Diehl BGT Defence of Germany has partnered with Rafael of Israel to launch a new standoff weapon with dual-mode guidance called “Pilum.”
Named, after the Roman army’s javelin, the Pilum smart bomb brings together the airframe of Diehl BGT’s HOSBO (German acronym for “high-performance penetrator”) with the guidance systems of Rafael’s Spice. The co-development furthers the collaboration between the two companies, which are already involved (along with Rheinmetall) in the EuroSpike venture that markets the Rafael Spike anti-tank missile in Europe.
Spice is a modification kit that turns dumb bombs (typically the 2,000-pound Mk 84) into smart weapons, and is in use with Israel’s F-15 and F-16 fighters. It employs inertial/GPS and electro-optical/infrared (EO/IR) guidance to give three operational modes: coordinates-only using inertial/GPS; auto-tracking EO/IR, in which the TV or imaging infrared channels automatically find and track a target by scene-matching; and man-in-the-loop, in which the weapon can be guided from the launch aircraft by means of a two-way datalink.
Diehl developed the HOPE (German acronym for “high-performance penetrator”) and HOSBO family of modular glide weapons with either penetration (HOPE) or multi-purpose (HOSBO) warheads. Although unpowered, the weapons employ a slew-wing configuration to provide standoff glide range, and have four fins for high maneuverability. The first test launch with a HOPE was conducted in September 2008.

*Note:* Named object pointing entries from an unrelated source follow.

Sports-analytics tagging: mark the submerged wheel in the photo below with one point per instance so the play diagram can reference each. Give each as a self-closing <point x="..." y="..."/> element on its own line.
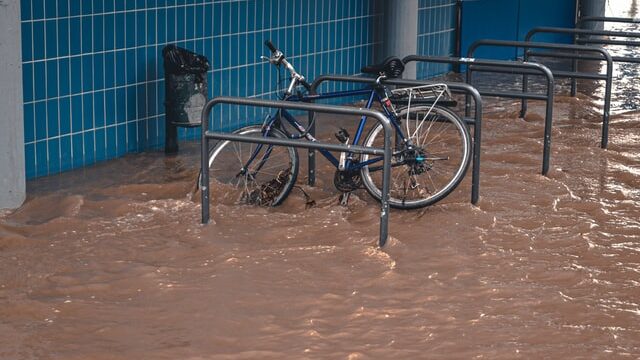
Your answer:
<point x="268" y="178"/>
<point x="435" y="166"/>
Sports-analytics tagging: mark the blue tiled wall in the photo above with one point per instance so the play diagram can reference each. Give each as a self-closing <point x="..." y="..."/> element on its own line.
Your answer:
<point x="93" y="73"/>
<point x="436" y="34"/>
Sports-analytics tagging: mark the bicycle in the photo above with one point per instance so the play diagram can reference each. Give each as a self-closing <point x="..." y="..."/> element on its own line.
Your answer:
<point x="432" y="146"/>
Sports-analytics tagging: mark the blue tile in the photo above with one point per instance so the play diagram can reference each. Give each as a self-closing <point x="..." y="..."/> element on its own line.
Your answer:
<point x="65" y="115"/>
<point x="131" y="66"/>
<point x="63" y="37"/>
<point x="98" y="6"/>
<point x="121" y="68"/>
<point x="131" y="103"/>
<point x="87" y="73"/>
<point x="98" y="72"/>
<point x="141" y="29"/>
<point x="110" y="107"/>
<point x="27" y="82"/>
<point x="109" y="32"/>
<point x="101" y="151"/>
<point x="161" y="26"/>
<point x="42" y="168"/>
<point x="87" y="111"/>
<point x="180" y="24"/>
<point x="37" y="9"/>
<point x="52" y="118"/>
<point x="76" y="75"/>
<point x="121" y="131"/>
<point x="87" y="34"/>
<point x="38" y="40"/>
<point x="30" y="160"/>
<point x="40" y="111"/>
<point x="109" y="68"/>
<point x="76" y="113"/>
<point x="64" y="79"/>
<point x="74" y="7"/>
<point x="120" y="31"/>
<point x="141" y="64"/>
<point x="132" y="136"/>
<point x="109" y="6"/>
<point x="98" y="109"/>
<point x="54" y="156"/>
<point x="63" y="8"/>
<point x="77" y="146"/>
<point x="112" y="142"/>
<point x="120" y="5"/>
<point x="29" y="131"/>
<point x="87" y="7"/>
<point x="66" y="155"/>
<point x="27" y="41"/>
<point x="52" y="78"/>
<point x="130" y="29"/>
<point x="151" y="27"/>
<point x="98" y="33"/>
<point x="121" y="105"/>
<point x="89" y="147"/>
<point x="141" y="101"/>
<point x="75" y="43"/>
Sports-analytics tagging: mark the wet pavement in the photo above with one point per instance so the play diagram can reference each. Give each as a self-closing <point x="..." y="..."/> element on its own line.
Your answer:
<point x="111" y="262"/>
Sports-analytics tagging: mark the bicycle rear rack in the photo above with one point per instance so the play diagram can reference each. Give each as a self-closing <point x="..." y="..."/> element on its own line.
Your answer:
<point x="510" y="67"/>
<point x="455" y="87"/>
<point x="343" y="110"/>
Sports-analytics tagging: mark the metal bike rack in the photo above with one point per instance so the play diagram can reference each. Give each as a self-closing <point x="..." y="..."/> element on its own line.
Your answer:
<point x="509" y="67"/>
<point x="568" y="53"/>
<point x="585" y="19"/>
<point x="385" y="152"/>
<point x="455" y="87"/>
<point x="597" y="41"/>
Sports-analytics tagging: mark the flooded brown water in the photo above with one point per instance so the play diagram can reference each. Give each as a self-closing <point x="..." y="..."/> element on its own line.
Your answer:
<point x="112" y="262"/>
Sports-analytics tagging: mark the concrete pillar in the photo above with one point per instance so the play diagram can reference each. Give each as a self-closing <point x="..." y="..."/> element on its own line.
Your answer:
<point x="401" y="31"/>
<point x="12" y="166"/>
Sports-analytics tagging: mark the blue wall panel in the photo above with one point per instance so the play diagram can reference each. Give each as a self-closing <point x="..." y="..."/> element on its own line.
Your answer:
<point x="93" y="72"/>
<point x="511" y="20"/>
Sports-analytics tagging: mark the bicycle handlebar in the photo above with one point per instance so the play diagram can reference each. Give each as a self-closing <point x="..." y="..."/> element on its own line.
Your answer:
<point x="277" y="58"/>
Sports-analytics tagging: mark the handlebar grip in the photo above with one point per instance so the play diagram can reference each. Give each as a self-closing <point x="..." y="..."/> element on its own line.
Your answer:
<point x="270" y="45"/>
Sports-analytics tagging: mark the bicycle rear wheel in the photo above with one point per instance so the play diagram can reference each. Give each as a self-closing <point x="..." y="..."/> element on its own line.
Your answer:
<point x="432" y="169"/>
<point x="252" y="173"/>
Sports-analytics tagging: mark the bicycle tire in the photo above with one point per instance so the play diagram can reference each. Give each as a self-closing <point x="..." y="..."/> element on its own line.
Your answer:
<point x="444" y="135"/>
<point x="243" y="188"/>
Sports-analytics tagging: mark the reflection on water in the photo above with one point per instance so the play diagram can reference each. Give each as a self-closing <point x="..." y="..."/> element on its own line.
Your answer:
<point x="112" y="263"/>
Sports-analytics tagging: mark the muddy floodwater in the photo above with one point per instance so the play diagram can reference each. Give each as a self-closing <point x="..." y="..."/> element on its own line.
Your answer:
<point x="112" y="262"/>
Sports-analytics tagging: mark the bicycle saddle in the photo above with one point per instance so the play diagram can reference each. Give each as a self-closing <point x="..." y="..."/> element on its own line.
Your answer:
<point x="392" y="67"/>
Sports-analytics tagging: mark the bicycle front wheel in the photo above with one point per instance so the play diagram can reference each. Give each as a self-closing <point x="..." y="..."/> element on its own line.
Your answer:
<point x="253" y="173"/>
<point x="432" y="168"/>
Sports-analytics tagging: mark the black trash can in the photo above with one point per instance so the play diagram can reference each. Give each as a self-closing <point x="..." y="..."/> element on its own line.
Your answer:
<point x="185" y="79"/>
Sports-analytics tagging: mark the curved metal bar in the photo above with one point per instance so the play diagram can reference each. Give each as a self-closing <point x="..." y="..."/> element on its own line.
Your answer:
<point x="526" y="45"/>
<point x="523" y="67"/>
<point x="386" y="151"/>
<point x="455" y="87"/>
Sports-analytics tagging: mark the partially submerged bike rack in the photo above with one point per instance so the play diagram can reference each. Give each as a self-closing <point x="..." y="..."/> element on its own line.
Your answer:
<point x="572" y="52"/>
<point x="343" y="110"/>
<point x="508" y="67"/>
<point x="463" y="88"/>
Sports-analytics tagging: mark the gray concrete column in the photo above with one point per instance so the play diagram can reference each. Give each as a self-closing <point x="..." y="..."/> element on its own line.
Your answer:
<point x="401" y="31"/>
<point x="12" y="167"/>
<point x="593" y="8"/>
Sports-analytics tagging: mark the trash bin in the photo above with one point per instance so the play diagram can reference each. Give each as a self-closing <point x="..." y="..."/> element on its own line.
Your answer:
<point x="186" y="93"/>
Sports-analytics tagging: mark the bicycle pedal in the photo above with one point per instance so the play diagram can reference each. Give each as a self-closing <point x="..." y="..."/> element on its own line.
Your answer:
<point x="342" y="136"/>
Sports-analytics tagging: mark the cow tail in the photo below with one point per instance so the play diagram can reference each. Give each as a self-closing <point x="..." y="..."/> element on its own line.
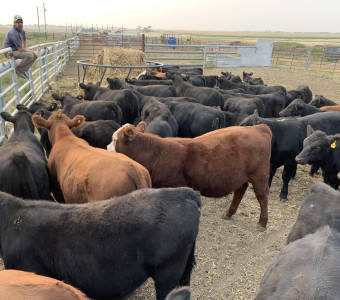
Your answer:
<point x="191" y="262"/>
<point x="21" y="161"/>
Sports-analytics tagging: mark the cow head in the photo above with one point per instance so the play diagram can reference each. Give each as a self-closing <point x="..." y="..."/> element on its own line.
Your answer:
<point x="21" y="120"/>
<point x="55" y="121"/>
<point x="89" y="89"/>
<point x="316" y="146"/>
<point x="295" y="108"/>
<point x="112" y="146"/>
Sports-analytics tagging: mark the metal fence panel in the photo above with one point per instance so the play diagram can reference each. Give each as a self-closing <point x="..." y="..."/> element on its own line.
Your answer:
<point x="52" y="57"/>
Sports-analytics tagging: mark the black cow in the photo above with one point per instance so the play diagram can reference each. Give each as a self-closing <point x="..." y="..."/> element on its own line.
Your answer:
<point x="287" y="140"/>
<point x="38" y="105"/>
<point x="201" y="80"/>
<point x="243" y="105"/>
<point x="299" y="108"/>
<point x="302" y="92"/>
<point x="159" y="119"/>
<point x="194" y="119"/>
<point x="206" y="96"/>
<point x="231" y="77"/>
<point x="156" y="90"/>
<point x="105" y="248"/>
<point x="148" y="90"/>
<point x="124" y="98"/>
<point x="23" y="165"/>
<point x="320" y="149"/>
<point x="273" y="102"/>
<point x="182" y="293"/>
<point x="179" y="71"/>
<point x="308" y="268"/>
<point x="247" y="78"/>
<point x="319" y="101"/>
<point x="250" y="89"/>
<point x="97" y="133"/>
<point x="45" y="111"/>
<point x="321" y="207"/>
<point x="92" y="111"/>
<point x="140" y="82"/>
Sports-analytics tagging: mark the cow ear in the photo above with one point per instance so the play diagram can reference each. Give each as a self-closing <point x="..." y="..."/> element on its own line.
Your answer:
<point x="141" y="126"/>
<point x="7" y="117"/>
<point x="128" y="134"/>
<point x="334" y="141"/>
<point x="56" y="97"/>
<point x="39" y="122"/>
<point x="83" y="86"/>
<point x="76" y="121"/>
<point x="310" y="130"/>
<point x="21" y="107"/>
<point x="52" y="106"/>
<point x="256" y="119"/>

Bringing HOSBO and Spice together provides a precision weapon with standoff capability against a range of targets, including those that are moving, according to the companies. One platform that is being targeted by the marketing team is the Typhoon, although the question of whether it would be exportable to Arab Typhoon operators has not been answered. The weapon has also been considered as ideal for Indian Air Force requirements.